Here is the problem with the current referendum and 20-year facility plan – nobody is painting the big picture that we are going to have to go out for YET ANOTHER referendum to fix up all the still existing problems. My understanding is that we have a number of “Health/Life/Safety” (HLS) issues that are supposed to be paid out of a HLS fund, but my understanding is also that we have no such fund. I am still trying to seek out the facts about that. Beyond HLS, what about the expansion work at Centennial that is supposed to help us prepare for future enrollment? Who is going to pay for that? We have a number of things that are stacking up that might get paid when 1% sales tax money becomes available again (2024?). We seem to be spending money we do not have, hence our current annual $8 million debt service and the need to go out and get a $144 million bond issue. Ouch.
We are getting a minimum of 3 new board members in April; in other words, at a bare minimum, three people who worked on crafting the current referendum will not even be on the board after the vote. The number of new faces could potentially be as high as 5 (out of a total of 7). And if Board President Laurie Bonnett should happen to win Frerich’s old seat and choose to resign from the board (my understanding is that this is her choice, it is not required), that will be a maximum of 6 or a minimum of 4 new faces. That’s got to be a little rough.

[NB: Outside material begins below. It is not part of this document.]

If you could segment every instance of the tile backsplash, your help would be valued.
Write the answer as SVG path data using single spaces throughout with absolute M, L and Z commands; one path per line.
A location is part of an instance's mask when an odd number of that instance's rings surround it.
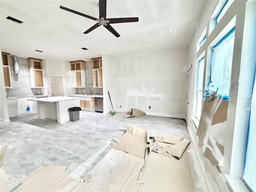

So with these hangups, am I stupid crazy to be leaning towards a “yes”? We have been totally screwed over by previous boards and administrative officials. As the general rule in Illinois now, we have for too long borrowed against the future, and now our debts are due. In fact, for me personally, it is more imporant who we vote in as board members than how we vote on the referendum. That is the reason why I wrote my previous post, and why I intend to follow-up with another post about characteristics I am looking for in board members (and the board president). If we want better results, we must change the very process itself. Unfortunately, it is easier to address the “surface” issues of a school site or whether we put in HVAC at an old building. I hope we begin to wake up to the fact that we will forever have disagreements about many of the details, but at some point we must work, and even collaborate, on the bigger issues.